Food insecurity was assessed using the Household Hunger Scale (HHS), a six-question scale with three main questions [went 24 hours with no food, went to sleep hungry, and no food in the house due to lack of resources], each of which are followed by a question asking how often this event occurred. Questions are scored 0-6, with higher scores indicating higher food insecurity. For analysis, we used the standard categorical variables indicating little to no hunger (0-1 points), moderate to severe hunger (2-3 points), and severe hunger (4-6 points) (28).
Intimate partner violence (IPV) during the past 12 months was assessed using items from the 2008 Ghana Demographic and Health Survey (DHS). The four domains were controlling behaviors, physical IPV, sexual IPV and emotional IPV (28). Binary variables were created for each domain, indicating if the respondent endorsed at least one item within that domain.

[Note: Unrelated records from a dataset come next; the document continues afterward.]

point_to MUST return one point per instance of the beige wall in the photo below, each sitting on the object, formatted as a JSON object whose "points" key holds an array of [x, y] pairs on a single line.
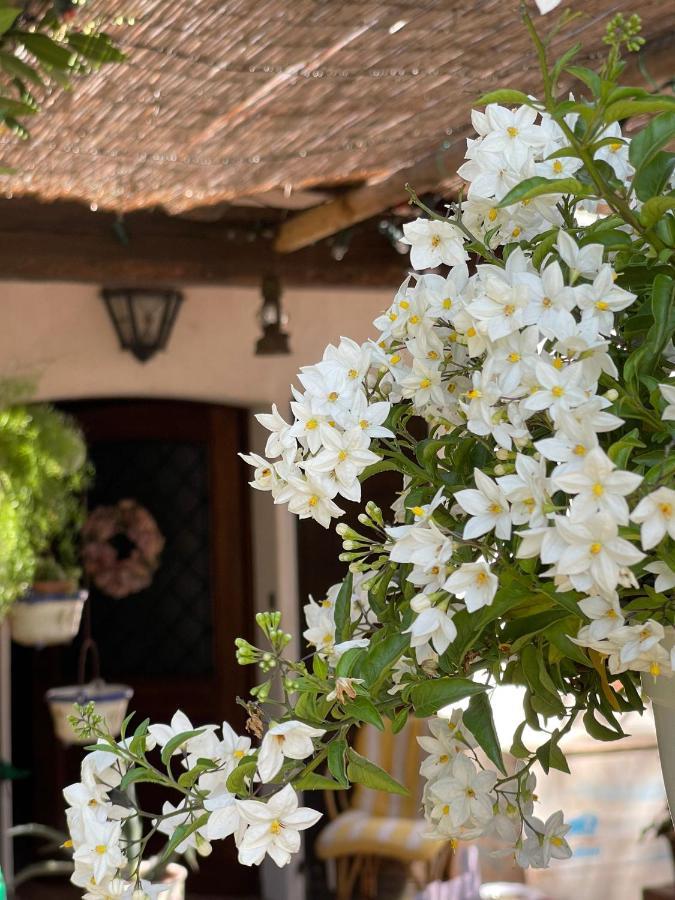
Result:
{"points": [[62, 333]]}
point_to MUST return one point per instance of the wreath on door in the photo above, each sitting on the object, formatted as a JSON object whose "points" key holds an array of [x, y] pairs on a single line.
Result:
{"points": [[122, 545]]}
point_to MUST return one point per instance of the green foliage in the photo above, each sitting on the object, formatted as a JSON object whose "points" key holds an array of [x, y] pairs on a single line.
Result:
{"points": [[43, 473]]}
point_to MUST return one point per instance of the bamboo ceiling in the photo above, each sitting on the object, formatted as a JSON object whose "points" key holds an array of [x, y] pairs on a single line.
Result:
{"points": [[232, 99]]}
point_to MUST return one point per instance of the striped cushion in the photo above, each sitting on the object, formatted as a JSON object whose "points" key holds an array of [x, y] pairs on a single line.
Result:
{"points": [[381, 824], [355, 833]]}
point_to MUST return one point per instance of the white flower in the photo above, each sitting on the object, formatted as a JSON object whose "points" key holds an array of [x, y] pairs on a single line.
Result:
{"points": [[595, 549], [180, 724], [467, 791], [584, 261], [344, 455], [488, 507], [665, 577], [280, 442], [310, 496], [432, 243], [559, 389], [474, 583], [656, 515], [100, 848], [599, 486], [274, 827], [292, 740], [545, 6], [605, 613], [668, 394]]}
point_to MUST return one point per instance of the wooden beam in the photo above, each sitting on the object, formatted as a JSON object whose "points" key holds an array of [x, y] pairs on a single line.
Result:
{"points": [[68, 242], [652, 69]]}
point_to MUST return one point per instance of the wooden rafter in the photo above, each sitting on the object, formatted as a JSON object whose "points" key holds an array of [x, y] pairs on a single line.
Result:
{"points": [[653, 69]]}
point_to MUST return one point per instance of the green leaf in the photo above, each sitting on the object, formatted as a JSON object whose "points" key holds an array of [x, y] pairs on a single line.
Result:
{"points": [[183, 832], [337, 751], [362, 771], [478, 719], [624, 109], [47, 51], [343, 606], [139, 774], [314, 782], [177, 741], [363, 710], [646, 144], [537, 186], [653, 177], [505, 95], [97, 48], [236, 782], [590, 78], [8, 16], [654, 208], [381, 656], [430, 696], [518, 748], [598, 731]]}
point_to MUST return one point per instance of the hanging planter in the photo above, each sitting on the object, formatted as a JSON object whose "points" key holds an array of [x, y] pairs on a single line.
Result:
{"points": [[661, 692], [111, 702], [44, 618]]}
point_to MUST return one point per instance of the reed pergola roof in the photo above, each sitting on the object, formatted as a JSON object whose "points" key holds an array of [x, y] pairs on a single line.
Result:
{"points": [[284, 102]]}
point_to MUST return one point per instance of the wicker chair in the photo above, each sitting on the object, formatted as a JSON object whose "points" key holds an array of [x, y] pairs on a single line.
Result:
{"points": [[377, 826]]}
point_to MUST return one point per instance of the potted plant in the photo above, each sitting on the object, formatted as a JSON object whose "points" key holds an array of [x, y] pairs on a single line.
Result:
{"points": [[533, 538], [44, 471]]}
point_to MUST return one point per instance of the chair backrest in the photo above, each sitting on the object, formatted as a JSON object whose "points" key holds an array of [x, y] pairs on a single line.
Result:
{"points": [[400, 755]]}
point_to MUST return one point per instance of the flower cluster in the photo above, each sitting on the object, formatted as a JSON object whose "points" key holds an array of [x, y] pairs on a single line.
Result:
{"points": [[102, 808], [520, 384], [464, 800]]}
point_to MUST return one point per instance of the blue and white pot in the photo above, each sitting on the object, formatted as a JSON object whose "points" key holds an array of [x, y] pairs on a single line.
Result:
{"points": [[111, 701], [43, 619]]}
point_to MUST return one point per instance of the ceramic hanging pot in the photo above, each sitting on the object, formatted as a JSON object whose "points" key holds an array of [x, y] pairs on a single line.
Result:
{"points": [[42, 619], [661, 691], [111, 702]]}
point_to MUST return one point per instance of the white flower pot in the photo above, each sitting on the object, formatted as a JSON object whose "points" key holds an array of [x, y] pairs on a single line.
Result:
{"points": [[174, 878], [111, 702], [41, 620], [661, 692]]}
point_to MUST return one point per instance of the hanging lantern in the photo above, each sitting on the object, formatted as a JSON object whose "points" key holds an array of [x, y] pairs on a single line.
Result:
{"points": [[274, 340], [142, 318]]}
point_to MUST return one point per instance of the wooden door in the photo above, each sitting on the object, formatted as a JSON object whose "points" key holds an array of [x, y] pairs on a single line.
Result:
{"points": [[173, 642]]}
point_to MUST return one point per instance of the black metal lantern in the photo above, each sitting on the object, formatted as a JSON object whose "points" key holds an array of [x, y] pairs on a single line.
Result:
{"points": [[142, 318], [274, 340]]}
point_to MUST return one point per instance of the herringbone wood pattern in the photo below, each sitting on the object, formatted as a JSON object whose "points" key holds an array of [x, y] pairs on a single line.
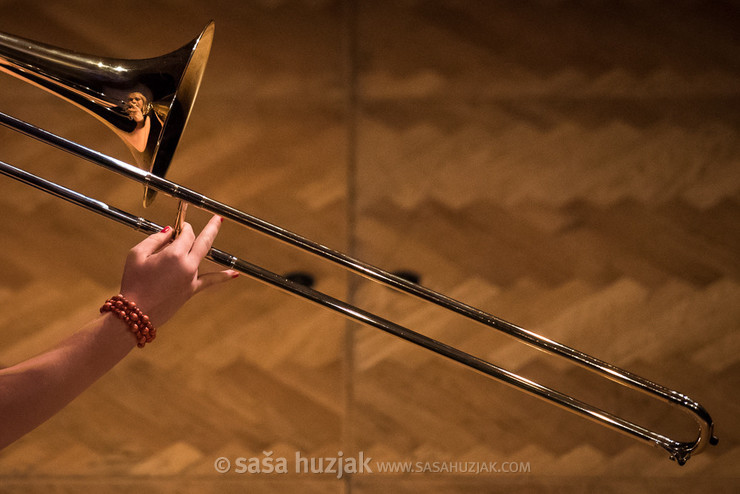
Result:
{"points": [[572, 167]]}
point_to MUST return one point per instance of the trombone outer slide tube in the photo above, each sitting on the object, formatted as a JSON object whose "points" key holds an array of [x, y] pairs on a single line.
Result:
{"points": [[680, 451]]}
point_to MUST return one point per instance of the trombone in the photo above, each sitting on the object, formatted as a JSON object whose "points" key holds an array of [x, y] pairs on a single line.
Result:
{"points": [[147, 104]]}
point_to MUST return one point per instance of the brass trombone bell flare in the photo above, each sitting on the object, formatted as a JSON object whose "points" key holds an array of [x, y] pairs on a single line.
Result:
{"points": [[146, 102], [112, 91]]}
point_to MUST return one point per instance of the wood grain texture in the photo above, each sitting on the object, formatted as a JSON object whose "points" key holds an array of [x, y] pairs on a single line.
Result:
{"points": [[573, 167]]}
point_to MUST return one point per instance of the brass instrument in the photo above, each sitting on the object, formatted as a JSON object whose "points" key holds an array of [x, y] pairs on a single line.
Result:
{"points": [[162, 90]]}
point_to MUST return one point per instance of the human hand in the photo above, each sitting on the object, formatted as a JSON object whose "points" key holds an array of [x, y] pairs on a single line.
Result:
{"points": [[161, 274]]}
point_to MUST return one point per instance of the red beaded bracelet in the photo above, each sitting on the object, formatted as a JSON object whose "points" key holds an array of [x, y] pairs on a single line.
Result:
{"points": [[137, 321]]}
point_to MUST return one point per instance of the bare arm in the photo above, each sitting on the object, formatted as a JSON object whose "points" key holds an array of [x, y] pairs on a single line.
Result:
{"points": [[160, 276]]}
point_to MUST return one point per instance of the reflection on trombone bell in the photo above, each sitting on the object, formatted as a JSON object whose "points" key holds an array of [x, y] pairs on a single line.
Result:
{"points": [[148, 125], [173, 93]]}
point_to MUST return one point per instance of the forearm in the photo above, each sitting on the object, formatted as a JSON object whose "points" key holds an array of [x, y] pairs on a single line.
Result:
{"points": [[34, 390]]}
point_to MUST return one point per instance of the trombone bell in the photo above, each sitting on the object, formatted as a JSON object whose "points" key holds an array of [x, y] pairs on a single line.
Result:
{"points": [[145, 102]]}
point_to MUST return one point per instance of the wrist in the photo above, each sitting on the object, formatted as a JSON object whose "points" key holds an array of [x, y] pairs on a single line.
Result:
{"points": [[127, 312]]}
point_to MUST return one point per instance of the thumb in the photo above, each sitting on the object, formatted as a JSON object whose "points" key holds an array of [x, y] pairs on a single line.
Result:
{"points": [[154, 242]]}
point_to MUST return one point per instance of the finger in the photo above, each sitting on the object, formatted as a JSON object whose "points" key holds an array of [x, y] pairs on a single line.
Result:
{"points": [[209, 279], [153, 242], [184, 242], [205, 239]]}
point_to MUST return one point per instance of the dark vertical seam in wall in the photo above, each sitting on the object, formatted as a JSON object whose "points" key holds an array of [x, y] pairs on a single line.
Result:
{"points": [[350, 53]]}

Participants’ hopefulness was measured using the 12-item Herth Hope Index and analyzed as a continuous variable, with higher scores indicating higher hopefulness (30,31). The Cronbach’s alpha was 0.793, indicating high internal consistency.
Four questions were asked to determine participants’ perceived level of social support. Questions asked how much assistance you received in the past month from your husband/partner, female relatives, male friends, or female friends. Response options were sufficient, insufficient, or never received social support, and each question were recoded into a binary variable having either never/insufficient support or sufficient support.
Additional questions included relationship status, woman’s age, parity, whether they had ever attended formal education, and self-reported physical health.
Data Management and Analysis
Data collected via CommCare was uploaded and synced with the main database, and analyzed using Stata version 16.1. A generalized estimating equations (GEE) modified Poisson model was used for bivariate and multivariable analyses, taking into account clustering by using an exchangeable working correlation (32). The Kauermann-Carroll bias correction was used to account for potential small-sample bias in the standard errors, since the trial had fewer than 40 clusters (33,34). For the bivariate model, the correlation between the early stimulation factor score and each covariate was evaluated. The multivariable model was determined by including both a priori variables, education and parity, and excluding non-significant variables at the p-value level of 0.10.